Earlier, shares in the group plunged for a third day in a row amid funding fears, diving as much as 50%. The share price managed to recover to 7% down following the report before fluctuating between positive and negative territory..
Asked about the discussions, an HBOS spokesman declined to comment.
HBOS is also the UK's largest savings bank, with £258 billion of retail deposits and about 15 million savers.
Lloyds TSB, which does the bulk of its mortgage lending under its Cheltenham & Gloucester brand, is the UK's third biggest lender in terms of outstanding home loans. During 2007, the latest year for which figures are available, it wrote 8% of all mortgages in the UK.
The merger news fuelled a rollercoaster session for London's leading share index, which opened up, then quickly slumped to a 40 month-low before recovering back into the black.
Kevin Mountford, head of banking at moneysupermarket.com, said: "This is a time for nerves of steel. HBOS is fundamentally a sound institution with sufficient access to capital. Its weak share price bears no relation to the undoubted strength of the business. It is not only one of the largest retail deposit takers in the UK but also has a very diverse business. There is no need for consumers to panic, especially with the enhanced FSCS compensation limit of 100 per cent of the first £35,000 of savings with any one institution.
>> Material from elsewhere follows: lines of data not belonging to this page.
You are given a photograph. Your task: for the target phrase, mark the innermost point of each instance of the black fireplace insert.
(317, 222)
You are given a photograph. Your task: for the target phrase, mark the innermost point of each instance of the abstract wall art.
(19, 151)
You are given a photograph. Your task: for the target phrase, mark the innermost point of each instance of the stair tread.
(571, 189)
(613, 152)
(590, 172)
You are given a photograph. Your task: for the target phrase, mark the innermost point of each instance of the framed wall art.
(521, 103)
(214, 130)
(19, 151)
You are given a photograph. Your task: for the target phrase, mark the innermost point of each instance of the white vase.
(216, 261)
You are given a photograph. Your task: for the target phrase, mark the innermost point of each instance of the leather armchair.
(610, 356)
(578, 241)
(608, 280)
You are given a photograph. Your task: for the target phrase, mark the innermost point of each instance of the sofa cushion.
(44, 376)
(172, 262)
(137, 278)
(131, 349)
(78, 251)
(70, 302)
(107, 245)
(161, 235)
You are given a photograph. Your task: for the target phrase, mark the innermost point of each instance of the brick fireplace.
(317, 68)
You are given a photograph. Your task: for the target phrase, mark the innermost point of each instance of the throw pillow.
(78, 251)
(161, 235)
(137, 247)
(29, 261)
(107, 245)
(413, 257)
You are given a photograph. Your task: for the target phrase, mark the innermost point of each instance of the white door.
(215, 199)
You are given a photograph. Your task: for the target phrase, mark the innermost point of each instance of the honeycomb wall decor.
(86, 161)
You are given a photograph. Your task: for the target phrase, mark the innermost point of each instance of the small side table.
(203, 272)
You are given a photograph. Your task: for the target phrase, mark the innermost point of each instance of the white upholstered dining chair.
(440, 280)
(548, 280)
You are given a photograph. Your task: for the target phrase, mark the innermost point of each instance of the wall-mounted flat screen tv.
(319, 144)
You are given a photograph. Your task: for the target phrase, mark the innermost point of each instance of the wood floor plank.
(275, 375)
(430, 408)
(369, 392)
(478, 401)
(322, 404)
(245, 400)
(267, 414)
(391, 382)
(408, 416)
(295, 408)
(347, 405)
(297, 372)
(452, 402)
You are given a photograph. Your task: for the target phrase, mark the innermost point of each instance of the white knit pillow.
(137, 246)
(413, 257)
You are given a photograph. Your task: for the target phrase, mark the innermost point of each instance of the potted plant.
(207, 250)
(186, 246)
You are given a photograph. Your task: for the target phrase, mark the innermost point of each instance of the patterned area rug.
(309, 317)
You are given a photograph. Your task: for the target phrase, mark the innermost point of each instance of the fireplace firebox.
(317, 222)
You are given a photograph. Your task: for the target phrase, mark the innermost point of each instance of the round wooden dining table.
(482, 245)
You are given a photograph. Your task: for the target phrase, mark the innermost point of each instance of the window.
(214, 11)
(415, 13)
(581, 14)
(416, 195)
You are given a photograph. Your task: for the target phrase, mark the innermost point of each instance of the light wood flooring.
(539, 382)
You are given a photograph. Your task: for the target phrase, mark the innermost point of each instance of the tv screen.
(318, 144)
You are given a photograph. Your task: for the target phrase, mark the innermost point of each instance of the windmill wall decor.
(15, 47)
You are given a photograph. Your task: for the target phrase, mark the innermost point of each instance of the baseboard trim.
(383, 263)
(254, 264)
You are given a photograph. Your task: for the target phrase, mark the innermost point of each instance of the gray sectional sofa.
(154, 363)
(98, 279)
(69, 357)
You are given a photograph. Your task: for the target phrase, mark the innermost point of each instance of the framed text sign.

"More importantly, a shotgun marriage of HBOS and Lloyds TSB would not be in the best interests of British consumers. With the Santander/Abbey takeover of A&L confirmed today and building societies disappearing seemingly daily we are seeing a large reduction of competition and choice for consumers. It is the likes of A&L and Halifax that have been the most competitive for current accounts and many other products. HBOS can survive and prosper independently and in the medium to long term this is the better option for consumers."